Our findings are conditioned by several limitations. Our analytic approach provides an incomplete picture of an individual’s health because we analyze only medical claims from fee-for-service plans. These data do not provide contextual information such as cognitive abilities, social support needs, and lifestyle characteristics that play a critical role in healthcare costs. Fee-for-service plans provide itemized data for each service which makes for easier analysis but do not represent all Medicare members. Our results are limited by the requirement of continuous enrollment, which biases our sample toward a population with lower mortality and morbidity than the general MA population.
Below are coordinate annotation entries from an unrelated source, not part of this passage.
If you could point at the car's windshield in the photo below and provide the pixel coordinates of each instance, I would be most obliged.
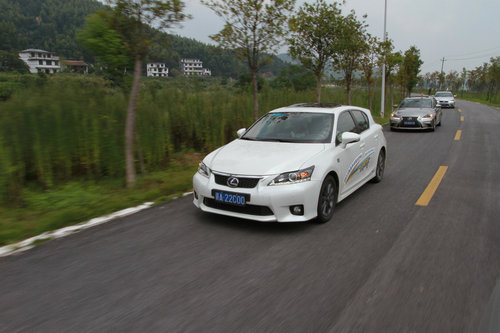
(300, 127)
(416, 103)
(444, 94)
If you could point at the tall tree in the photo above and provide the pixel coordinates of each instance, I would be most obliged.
(314, 28)
(411, 68)
(133, 21)
(107, 45)
(253, 29)
(368, 63)
(350, 47)
(392, 62)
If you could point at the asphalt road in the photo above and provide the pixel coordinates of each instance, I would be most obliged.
(383, 264)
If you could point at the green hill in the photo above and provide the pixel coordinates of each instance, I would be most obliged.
(52, 25)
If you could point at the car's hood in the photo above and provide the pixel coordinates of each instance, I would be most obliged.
(260, 158)
(414, 112)
(447, 99)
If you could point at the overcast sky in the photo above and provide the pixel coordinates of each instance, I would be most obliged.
(465, 32)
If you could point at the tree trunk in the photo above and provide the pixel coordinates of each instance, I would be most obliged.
(370, 95)
(318, 88)
(348, 88)
(255, 95)
(130, 124)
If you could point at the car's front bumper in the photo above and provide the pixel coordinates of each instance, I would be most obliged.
(447, 104)
(412, 123)
(266, 204)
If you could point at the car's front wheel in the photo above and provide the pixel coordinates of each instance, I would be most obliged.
(327, 200)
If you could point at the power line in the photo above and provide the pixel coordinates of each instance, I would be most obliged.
(475, 52)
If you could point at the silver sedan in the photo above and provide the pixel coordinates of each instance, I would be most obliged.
(417, 113)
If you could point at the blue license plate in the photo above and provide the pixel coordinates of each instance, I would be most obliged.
(230, 198)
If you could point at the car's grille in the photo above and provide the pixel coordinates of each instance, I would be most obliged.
(410, 122)
(247, 209)
(244, 182)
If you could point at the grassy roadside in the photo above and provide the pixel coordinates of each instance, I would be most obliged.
(80, 201)
(476, 99)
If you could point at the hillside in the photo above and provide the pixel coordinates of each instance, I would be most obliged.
(52, 25)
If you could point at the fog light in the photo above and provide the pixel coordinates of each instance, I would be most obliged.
(297, 210)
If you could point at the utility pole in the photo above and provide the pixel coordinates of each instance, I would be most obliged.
(382, 106)
(441, 79)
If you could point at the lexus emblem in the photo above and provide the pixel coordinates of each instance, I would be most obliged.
(233, 182)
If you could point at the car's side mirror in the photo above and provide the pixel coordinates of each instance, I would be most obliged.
(240, 132)
(349, 137)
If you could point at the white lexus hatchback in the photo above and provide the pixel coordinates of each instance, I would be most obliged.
(293, 164)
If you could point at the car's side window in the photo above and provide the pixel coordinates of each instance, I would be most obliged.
(361, 119)
(345, 124)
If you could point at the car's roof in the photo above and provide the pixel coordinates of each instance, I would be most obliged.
(318, 107)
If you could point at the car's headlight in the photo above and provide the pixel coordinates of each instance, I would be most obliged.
(293, 177)
(203, 169)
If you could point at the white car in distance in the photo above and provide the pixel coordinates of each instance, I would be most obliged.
(445, 98)
(293, 164)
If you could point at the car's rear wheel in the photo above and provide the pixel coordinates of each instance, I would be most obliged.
(380, 168)
(327, 200)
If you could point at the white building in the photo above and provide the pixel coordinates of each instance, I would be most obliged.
(190, 67)
(156, 69)
(40, 61)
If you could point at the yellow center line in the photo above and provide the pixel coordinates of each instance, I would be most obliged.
(426, 197)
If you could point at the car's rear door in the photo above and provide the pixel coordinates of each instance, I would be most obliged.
(368, 144)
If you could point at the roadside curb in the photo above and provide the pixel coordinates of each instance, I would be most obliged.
(49, 235)
(30, 243)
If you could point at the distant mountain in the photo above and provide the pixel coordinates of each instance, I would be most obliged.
(49, 25)
(52, 25)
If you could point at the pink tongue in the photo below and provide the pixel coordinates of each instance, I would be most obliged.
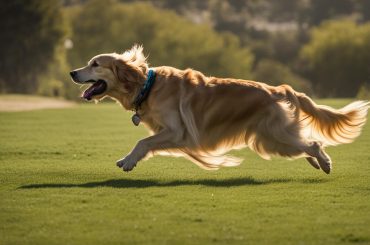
(97, 88)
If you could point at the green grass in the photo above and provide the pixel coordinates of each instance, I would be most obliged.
(59, 185)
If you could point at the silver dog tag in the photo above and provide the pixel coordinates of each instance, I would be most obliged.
(136, 119)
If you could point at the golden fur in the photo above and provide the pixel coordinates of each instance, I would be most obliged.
(201, 118)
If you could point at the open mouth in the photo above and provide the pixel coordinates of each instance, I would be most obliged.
(97, 87)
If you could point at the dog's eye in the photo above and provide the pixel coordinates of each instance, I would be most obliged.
(94, 64)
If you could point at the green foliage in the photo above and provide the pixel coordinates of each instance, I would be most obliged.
(275, 73)
(170, 39)
(60, 185)
(364, 92)
(30, 33)
(338, 57)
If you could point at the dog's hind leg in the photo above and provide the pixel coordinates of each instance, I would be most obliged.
(315, 150)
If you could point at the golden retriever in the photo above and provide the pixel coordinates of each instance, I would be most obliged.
(201, 118)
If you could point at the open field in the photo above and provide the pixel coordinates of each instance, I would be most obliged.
(13, 102)
(59, 185)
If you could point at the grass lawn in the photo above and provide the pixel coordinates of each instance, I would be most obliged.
(59, 185)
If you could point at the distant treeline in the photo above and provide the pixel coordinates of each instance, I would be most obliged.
(321, 47)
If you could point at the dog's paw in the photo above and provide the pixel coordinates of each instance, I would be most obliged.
(127, 163)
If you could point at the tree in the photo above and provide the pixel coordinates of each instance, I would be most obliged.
(30, 32)
(338, 58)
(168, 38)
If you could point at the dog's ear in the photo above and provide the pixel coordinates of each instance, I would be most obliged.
(126, 74)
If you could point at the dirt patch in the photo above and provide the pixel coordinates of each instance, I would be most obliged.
(27, 103)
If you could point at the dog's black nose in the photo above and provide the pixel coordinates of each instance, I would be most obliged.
(73, 74)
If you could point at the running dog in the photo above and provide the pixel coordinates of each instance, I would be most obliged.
(201, 118)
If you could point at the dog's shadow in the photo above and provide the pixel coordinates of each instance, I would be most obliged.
(146, 183)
We originally excluded the 3–5% of individuals who died annually between 2016 and 2019, a choice informed by other studies.35 Including full years of data for individuals dying in later years, the spending threshold of the top decile increases by 15–18%, and ~ 30% of top decile spenders in 2017 die before the end of 2019. We did not consider including partial years, as spending can be time-dependent, given factors such as deductibles and out of pocket maximums, and risks unevenly weighing data. Our data are skewed by a predominantly white sample with a limited representation of other races. In 2019, the racial distribution of the US population aged 65+ was 76% White, 9% Hispanic, 9% Black, 5% Asian, and 1% Native American.36 Our sample is also geographically biased because the requirement for fee-for-service and MAPD enrollment inherently over- and underrepresents different states. Future work should prioritize more diverse, representative samples.


Our findings are highly applicable to payers, accountable care organizations, and capitated models which have an interest in better understanding and managing the care needs of their most expensive enrollees. To this end, stratification into catastrophe, semi-persistent, and persistent subgroups introduces a useful perspective into how those needs differ.